Murray is a co-sponsor of the DISCLOSE Act, legislation that would require the main funders of IEs (such as Wal-Mart or Goldman Sachs or the AFL-CIO) to identify themselves in ads just like politicians have to. The latest anti-Murray ad, an estimated $300,000 buy, is brought to you by a group called Truth in Politics, which sued the Federal Elections Commission, arguing that it shouldn't have to disclose donors in its ads against Wall Street reform.
Murray's DISCLOSE Act—supported by Democrats and opposed by Republicans—is a direct response to the controversial Citizen’s United US Supreme Court ruling, which said corporations can directly fund IEs, with no contribution limits (previously, IEs could only accept regulated contributions from individuals and PACs).
The first big irony, and IE, against Murray? A $750,000 TV spot—hit last month. It was done by a group called the American Action Network. All we know about the AAN is that it’s run by a group of longtime GOP operatives and bigwigs, including former Republican US Sen. Norm Coleman (R-MN). But who’s paying for it? Who knows? They don't have to disclose themselves in the ad.
And now this. The latest ad attacking Murray comes from a group called Truth in Politics. (It attacks Murray for the bailout bill and for the fact that lobbyists make up the biggest slice of Murray's contributor base.) Here's the irony: The group's lawyer is James Bopp, a noted anti-disclosure advocate. Congressional Quarterly ID'd him as playing in major role in developing the Citizens United Case.

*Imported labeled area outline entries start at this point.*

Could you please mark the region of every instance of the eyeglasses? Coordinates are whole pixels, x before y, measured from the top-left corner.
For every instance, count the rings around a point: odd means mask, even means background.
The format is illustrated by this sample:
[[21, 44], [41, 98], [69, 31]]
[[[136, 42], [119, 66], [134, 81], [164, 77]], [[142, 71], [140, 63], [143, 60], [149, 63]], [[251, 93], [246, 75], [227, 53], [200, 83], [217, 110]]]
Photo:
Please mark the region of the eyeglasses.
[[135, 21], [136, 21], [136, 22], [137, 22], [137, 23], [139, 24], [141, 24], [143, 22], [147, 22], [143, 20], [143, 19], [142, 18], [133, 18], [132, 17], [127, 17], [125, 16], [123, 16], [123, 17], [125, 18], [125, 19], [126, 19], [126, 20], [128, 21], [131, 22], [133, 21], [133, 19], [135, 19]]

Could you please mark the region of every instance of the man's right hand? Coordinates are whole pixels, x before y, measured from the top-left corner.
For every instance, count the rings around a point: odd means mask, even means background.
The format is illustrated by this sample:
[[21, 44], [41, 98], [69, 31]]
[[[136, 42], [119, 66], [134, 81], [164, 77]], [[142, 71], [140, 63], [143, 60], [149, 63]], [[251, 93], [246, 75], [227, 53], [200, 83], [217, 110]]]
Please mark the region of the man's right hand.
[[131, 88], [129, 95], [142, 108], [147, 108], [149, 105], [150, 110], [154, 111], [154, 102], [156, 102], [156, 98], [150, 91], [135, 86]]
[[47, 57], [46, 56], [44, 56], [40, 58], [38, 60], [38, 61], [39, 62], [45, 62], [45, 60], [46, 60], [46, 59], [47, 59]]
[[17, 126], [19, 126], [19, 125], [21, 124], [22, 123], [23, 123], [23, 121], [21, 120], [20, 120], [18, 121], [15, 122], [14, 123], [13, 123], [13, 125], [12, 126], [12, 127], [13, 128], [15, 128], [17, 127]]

He was also the lead lawyer on the case to keep signatures on R-71, the anti-gay-marriage referendum, under wraps, and he was Rossi's attorney when the state Public Disclosure Commission investigated Rossi for shielding the names of donors to Forward Washington, Rossi's allegedly apolitical non-profit between gubernatorial runs, because of Forward Washington's political bent.
The New York Times published a big article on Bopp earlier this year after his "biggest victory," the Citizens United case.